Being Thankful versus Grateful
In Canada, October is a time when we traditionally give thanks on the second weekend of October. I love this holiday weekend. Between absorbing the beauty of the fall colours all around as we hike, seeing extended family, eating lots of delicious food and the fact that it’s a very sentimental and reflective holiday, makes it one of my favourites.
While I’m generally a very thankful person most of the time, on Thanksgiving we are very deliberate about it. Like many other families, we have a tradition at Thanksgiving dinner where we each speak up about what we are thankful for. Common themes at our table are good health, family, and the abundance of food that we are so lucky to have. I’m not sure what our Thanksgiving is going to look like this year with the current state of the world. I do know one thing and that is, my husband Joe, the kids and I, will continue giving thanks at our turkey dinner, but those hikes at the cottage and celebrating with extended family is unlikely this year. This makes me feel sad. Though, rather than dwelling on the negative, I need to find the positive.
One silver living that has come out of the last 6 months is that it has forced me to be so much more reflective. I guess that’s what happens when life slows down and you spend so much time alone in your thoughts. To help me make sense of how to move forward and cope with these changes to traditions, life in general, and even weather in the upcoming months, I need to take time to be reflective.
As the world continues to change and we keep pushing through these difficult times, is being thankful enough? Is carrying on with our tradition of giving thanks at the dinner table on Thanksgiving enough? I don’t believe so. Not with all of the strains from the pandemic and daily life. We need to go deeper. The reality is, giving thanks is not enough for most of us right now, at least it’s not enough for me. I know that I need to live a life of gratitude. In fact, if I don’t, I know that I will go down a slippery slope and likely become depressed and overly negative. This is happening to so many people right now and we need to support each other. Changing our mindsets is the first step.

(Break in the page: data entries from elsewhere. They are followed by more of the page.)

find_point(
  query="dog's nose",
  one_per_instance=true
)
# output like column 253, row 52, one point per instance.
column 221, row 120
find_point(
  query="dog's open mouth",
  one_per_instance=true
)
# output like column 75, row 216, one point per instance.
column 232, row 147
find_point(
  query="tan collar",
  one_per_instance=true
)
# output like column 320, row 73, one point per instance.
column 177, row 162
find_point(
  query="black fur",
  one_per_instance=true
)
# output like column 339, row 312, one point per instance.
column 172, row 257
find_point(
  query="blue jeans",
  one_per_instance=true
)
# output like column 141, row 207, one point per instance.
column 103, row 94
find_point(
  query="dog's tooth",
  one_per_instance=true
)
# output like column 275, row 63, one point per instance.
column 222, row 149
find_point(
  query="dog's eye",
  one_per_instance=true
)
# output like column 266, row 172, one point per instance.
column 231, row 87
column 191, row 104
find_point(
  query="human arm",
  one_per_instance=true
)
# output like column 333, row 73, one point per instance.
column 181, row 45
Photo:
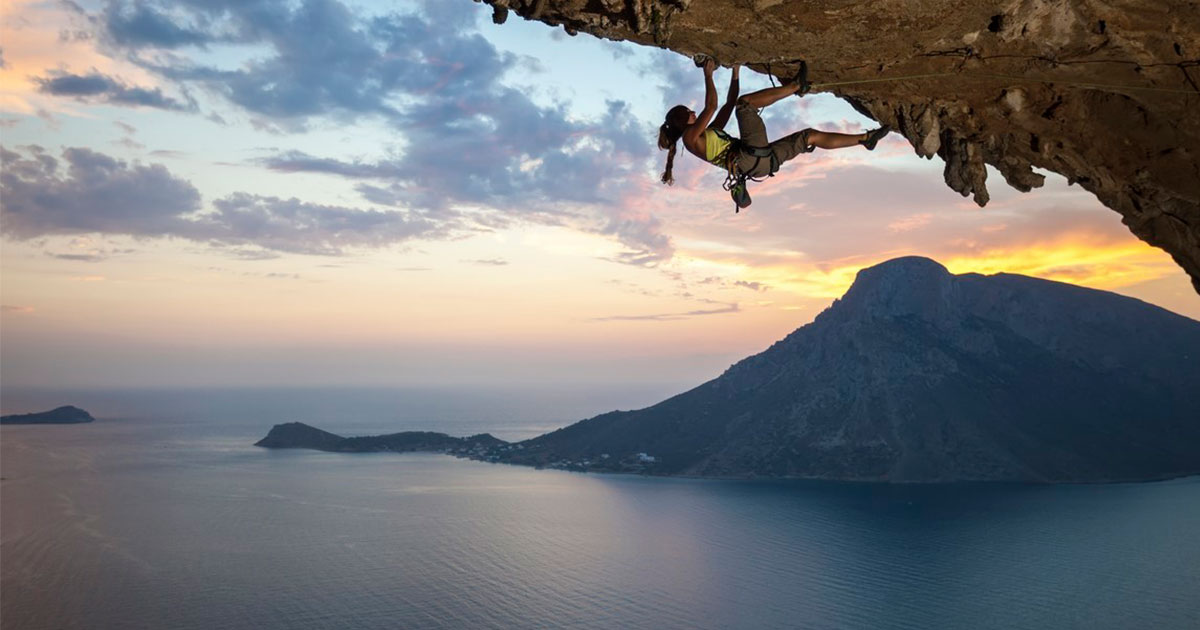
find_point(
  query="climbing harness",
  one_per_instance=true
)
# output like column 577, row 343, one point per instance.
column 736, row 179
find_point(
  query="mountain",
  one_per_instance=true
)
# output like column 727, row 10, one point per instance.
column 301, row 436
column 1103, row 93
column 61, row 415
column 918, row 375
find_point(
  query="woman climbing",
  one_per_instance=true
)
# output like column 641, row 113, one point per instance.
column 751, row 155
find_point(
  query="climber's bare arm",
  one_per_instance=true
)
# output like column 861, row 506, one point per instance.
column 731, row 99
column 694, row 136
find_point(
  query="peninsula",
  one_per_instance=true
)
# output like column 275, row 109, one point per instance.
column 913, row 376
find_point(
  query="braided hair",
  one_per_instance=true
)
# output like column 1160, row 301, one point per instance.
column 669, row 137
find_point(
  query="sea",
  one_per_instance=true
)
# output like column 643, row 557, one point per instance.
column 163, row 515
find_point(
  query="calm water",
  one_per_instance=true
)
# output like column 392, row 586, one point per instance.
column 163, row 515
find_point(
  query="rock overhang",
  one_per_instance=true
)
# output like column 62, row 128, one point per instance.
column 1104, row 94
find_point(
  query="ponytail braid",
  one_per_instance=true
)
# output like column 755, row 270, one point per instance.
column 669, row 138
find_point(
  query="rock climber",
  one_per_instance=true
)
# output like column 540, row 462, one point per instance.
column 751, row 155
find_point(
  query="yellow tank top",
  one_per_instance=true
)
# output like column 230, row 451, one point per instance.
column 715, row 144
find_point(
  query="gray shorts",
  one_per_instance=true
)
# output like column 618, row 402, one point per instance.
column 754, row 133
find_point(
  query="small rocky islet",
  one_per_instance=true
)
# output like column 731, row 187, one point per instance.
column 59, row 415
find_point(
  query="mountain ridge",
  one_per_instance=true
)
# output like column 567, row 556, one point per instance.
column 921, row 376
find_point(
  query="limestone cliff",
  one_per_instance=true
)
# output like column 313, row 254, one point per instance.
column 1105, row 93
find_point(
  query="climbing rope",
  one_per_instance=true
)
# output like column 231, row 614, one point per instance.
column 1008, row 77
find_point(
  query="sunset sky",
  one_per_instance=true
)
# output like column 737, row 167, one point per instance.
column 252, row 192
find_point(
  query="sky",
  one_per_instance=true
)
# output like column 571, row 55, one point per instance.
column 324, row 192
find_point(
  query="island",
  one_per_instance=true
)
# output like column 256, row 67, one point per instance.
column 916, row 375
column 301, row 436
column 60, row 415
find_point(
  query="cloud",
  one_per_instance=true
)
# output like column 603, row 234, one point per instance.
column 94, row 193
column 468, row 137
column 100, row 88
column 298, row 227
column 97, row 193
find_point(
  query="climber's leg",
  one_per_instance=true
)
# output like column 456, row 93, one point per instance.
column 762, row 99
column 828, row 139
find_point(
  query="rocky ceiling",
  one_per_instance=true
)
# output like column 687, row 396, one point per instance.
column 1104, row 93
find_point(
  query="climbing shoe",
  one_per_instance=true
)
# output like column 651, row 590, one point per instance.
column 802, row 79
column 741, row 196
column 874, row 137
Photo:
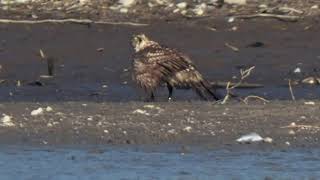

As we conquer the upcoming winter months and lonely holidays, we need psychological armour. I hate to use the analogy of a battle to describe the next 6 months in the pandemic, but through my lens that’s what I see . Gratitude is a state of mind that we need to help us face this battle. Why do we need to change our state of mind and why is being thankful not enough? To understand this I should distinguish what I perceive to be the difference between being thankful and grateful.
As I understand it, being thankful is a feeling. One that comes and goes and is more of a response. For example, I’m so thankful that my husband loves to cook and we can share this responsibility in our house. Whereas, being grateful is an emotion expressing an appreciation of everything that one has in one’s life. In other words, having gratitude is more of a state of mind and grows over time.
Frankly speaking, when life is really difficult, it’s hard to find the positive. Right now is one of those times. With so many restrictions in our lives due to the pandemic, none of us will likely be able celebrate with our friends and families for a long time. I know that it’s for the best, but that doesn’t make it any easier. That’s why now more than ever, in order to push through these times, we need to change our mindset and gratitude is one way. How do we do this?
I recently came across a wonderful quote about gratitude by an American author named Melody Beattie. She eloquently says, “ Gratitude unlocks the fullness of life. It turns what we have into enough, and more. It turns denial into acceptance, chaos to order, confusion to clarity. It can turn a meal into a feast, a house into a home, a stranger into a friend. Gratitude makes sense of our past, brings peace for today, and creates a vision for tomorrow”.
I love this quote. It resonates with me so much and it clearly emphasizes the importance of this mindset. So, as we soldier on during the upcoming winter months and holidays, and when things get more lonely and hard, let’s try our best to choose gratitude. It’s not going to be easy, I know it. Try writing out 5 things in the morning that you are grateful for and remind yourself of these items or others before you go to bed. So, to kick start this habit, start by writing this quote on a piece of paper and put it up next to your computer. I will also do so, right next to my happy lamp. I’m pulling out all the tricks to push through the next while. We can get through this time safely by staying mentally and physically healthy. So, let’s do this! Come and jump aboard my gratitude journey. I refuse to let this pandemic conquer me.